1984 animated short film by Alvy Ray Smith

The Adventures of André & Wally B. (or simply André & Wally B.) is a 1984 American animated short film produced by the Lucasfilm Computer Graphics Project, a division of Lucasfilm and the predecessor of Pixar. The short was groundbreaking by the standards of the time and helped spark the film industry's interest in computer animation.

The animation in the film was by John Lasseter and was his first computer-animated project with Lucasfilm. Partially as a result of the success of this project, and others that followed, Lasseter became an executive at Pixar. The film was released on July 25, 1984, at SIGGRAPH in Minneapolis, Minnesota.

==Plot==
The short involves a character named André awakening in a forest and being confronted by a pesky bumblebee named Wally B. André tricks the bee into turning his back so that he can run away. Angry, Wally B. pursues André and eventually catches up with him, and strikes with the stinger. A collision occurs off-screen and a dizzy Wally B. reappears with a damaged stinger. Shortly, Wally B. gets hit by André's tossed hat as a last laugh for revenge.

==Production==
The credits for the piece are: concept/direction Alvy Ray Smith, animation John Lasseter, technical lead Bill Reeves, technical contributions by Tom Duff (who designed the animation program called "md", short for "motion doctor"), Eben Ostby, Rob Cook, Loren Carpenter, Ed Catmull, David Salesin, Tom Porter, and Sam Leffler, filming by David DiFrancesco, Tom Noggle, and Don Conway, and computer logistics by Craig Good.

The title is a tribute to the 1981 film My Dinner with Andre, starring André Gregory and Wallace Shawn, the latter of which went on to voice Rex for the Toy Story franchise.
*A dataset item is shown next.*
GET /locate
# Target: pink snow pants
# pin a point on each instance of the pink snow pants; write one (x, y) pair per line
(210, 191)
It was originally entitled My Breakfast with André, about waking up with an android. The android's awakening was meant to symbolize the rise of computer animation itself.
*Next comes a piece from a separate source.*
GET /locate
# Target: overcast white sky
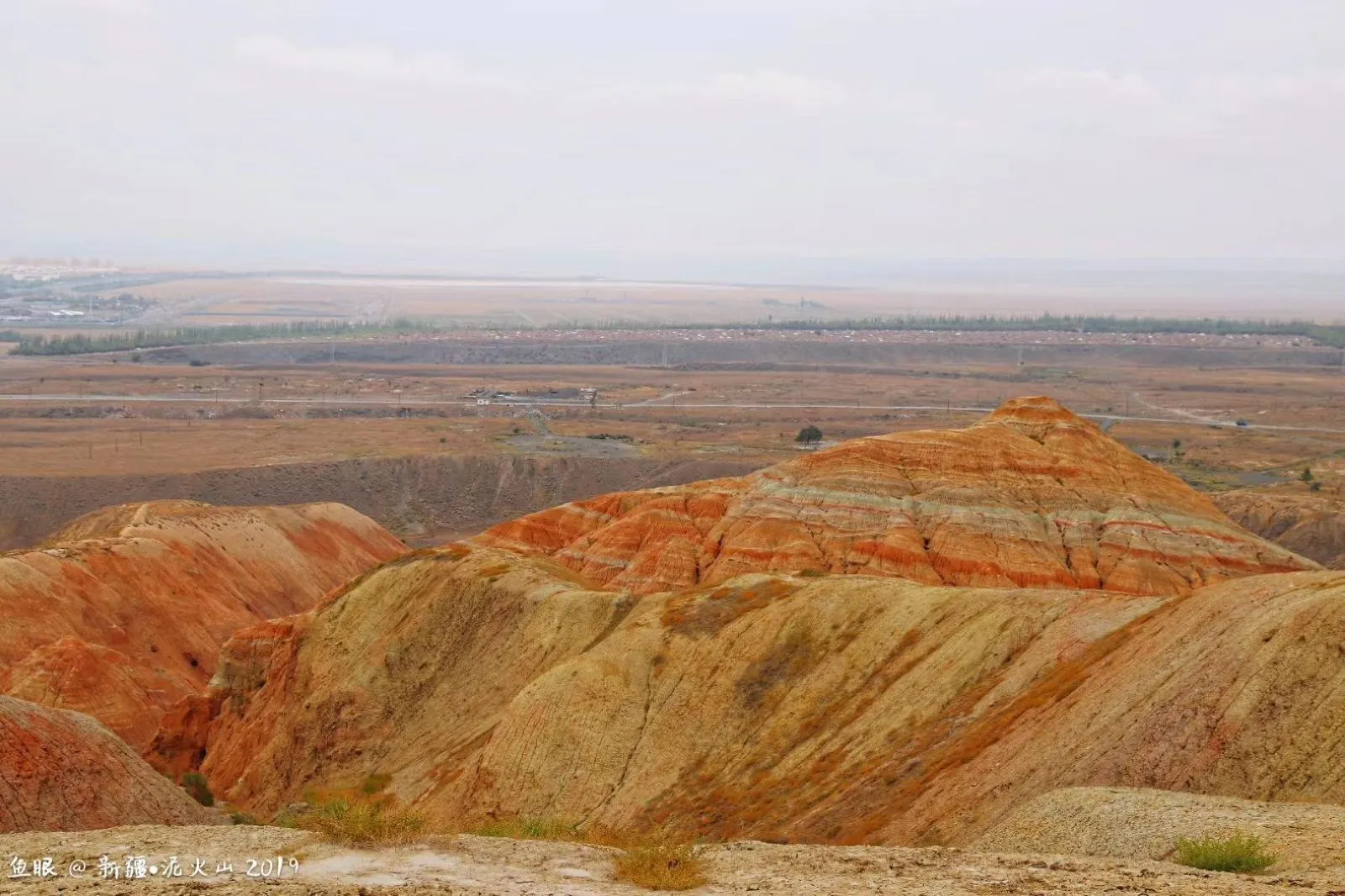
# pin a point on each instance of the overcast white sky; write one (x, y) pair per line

The animation on the short was groundbreaking, featuring the first use of motion blur in CGI animation and complex 3D backgrounds, where the lighting styles and colors were inspired by Maxfield Parrish, made using particle systems. Because CGI models back then were restricted to rigid geometric shapes, Smith wrote André as a robot. But Lasseter realized it was possible to make a more cartoony and soft-looking character despite these limitations, as Ub Iwerks' design of Mickey Mouse was also made almost entirely of geometric forms. After finishing André's design, Lasseter was dissatisfied with how hard it was to make his character express emotions and attitude through his posture, and pushed the envelope by asking for manipulatable shapes capable of the squash and stretch style. It was rendered on a Cray X-MP/2 and a Cray X-MP/4 supercomputer at Cray Research's computer center in Mendota Heights, Minnesota, ten VAX-11/750 superminicomputers at Project Athena at MIT, and one VAX-11/780, and three VAX-11/750 computers at Lucasfilm. These machines were often available only at night, and much of the movie was therefore made "in the wee hours". Cray Research allowed them to use their computer in hopes Lucasfilm would buy a machine. The film's soundtrack was partially produced by SoundDroid.

==Release==
The short debuted on July 25, 1984, in Minneapolis at the annual SIGGRAPH conference, though 2 shots or about 6 seconds of the film were incomplete and made of wire-frame renders, so-called pencil test footage, over the completed backgrounds. This was because there was no time to fully render the short film. The final rendering of the film was released a month later, on August 17 at Toronto's International Animation Festival. The film was also showcased at "Digicon '85".

==Home media==
The short was released for home video in the collections State of the Art of Computer Animation, Imaginaria, Tiny Toy Stories, and Pixar Short Films Collection, Volume 1.